Re: [External] Re: [PATCH] mm: memcontrol: optimize per-lruvec stats counter memory usage

From: Muchun Song
Date: Mon Dec 07 2020 - 10:20:53 EST


On Mon, Dec 7, 2020 at 11:09 PM Michal Hocko <mhocko@xxxxxxxx> wrote:
>
> On Mon 07-12-20 20:56:58, Muchun Song wrote:
> > On Mon, Dec 7, 2020 at 8:36 PM Michal Hocko <mhocko@xxxxxxxx> wrote:
> > >
> > > On Sun 06-12-20 16:56:39, Muchun Song wrote:
> > > > The vmstat threshold is 32 (MEMCG_CHARGE_BATCH), so the type of s32
> > > > of lruvec_stat_cpu is enough. And introduce struct per_cpu_lruvec_stat
> > > > to optimize memory usage.
> > >
> > > How much savings are we talking about here? I am not deeply familiar
> > > with the pcp allocator but can it compact smaller data types much
> > > better?
> >
> > It is a percpu struct. The size of struct lruvec_stat is 304(tested on the
> > linux-5.5). So we can save 304 / 2 * nproc bytes per memcg where nproc
> > is the number of the possible CPU. If we have n memory cgroup in the
> > system. Finally, we can save (152 * nproc * n) bytes. In some configurations,
> > nproc here may be 512. And if we have a lot of dying cgroup. The n can be
> > 100, 000 (I once saw it on my server).
>
> This should be part of the changelog. In general, any optimization
> should come with some numbers showing the effect of the optimization.
>
> As I've said I am not really familiar with pcp internals and how
> efficiently it can organize smaller objects.
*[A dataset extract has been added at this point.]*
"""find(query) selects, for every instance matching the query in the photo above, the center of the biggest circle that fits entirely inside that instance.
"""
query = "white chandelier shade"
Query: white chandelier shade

Maybe it can really half
> the memory consumption.
>
> My only concern is that using smaller types for these counters can fire
> back later on because we have an inderect dependency between the batch
> size and the data type. In general I do not really object to the patch
> as long as savings are non trivial so that we are not creating a
> potential trap for something that is practically miniscule
> microptimization.

There is a similar structure named struct per_cpu_nodestat.

struct per_cpu_nodestat {
s8 stat_threshold;
s8 vm_node_stat_diff[NR_VM_NODE_STAT_ITEMS];
};

The s8 is enough for per-node vmstat counters. This also depends on
the batch size. It can be s8 for a long time. Why not s32 is not suitable
for the per-memcg vmstat counters? They are very similar, right?

Thanks.

> --
> Michal Hocko
> SUSE Labs



--
Yours,
Muchun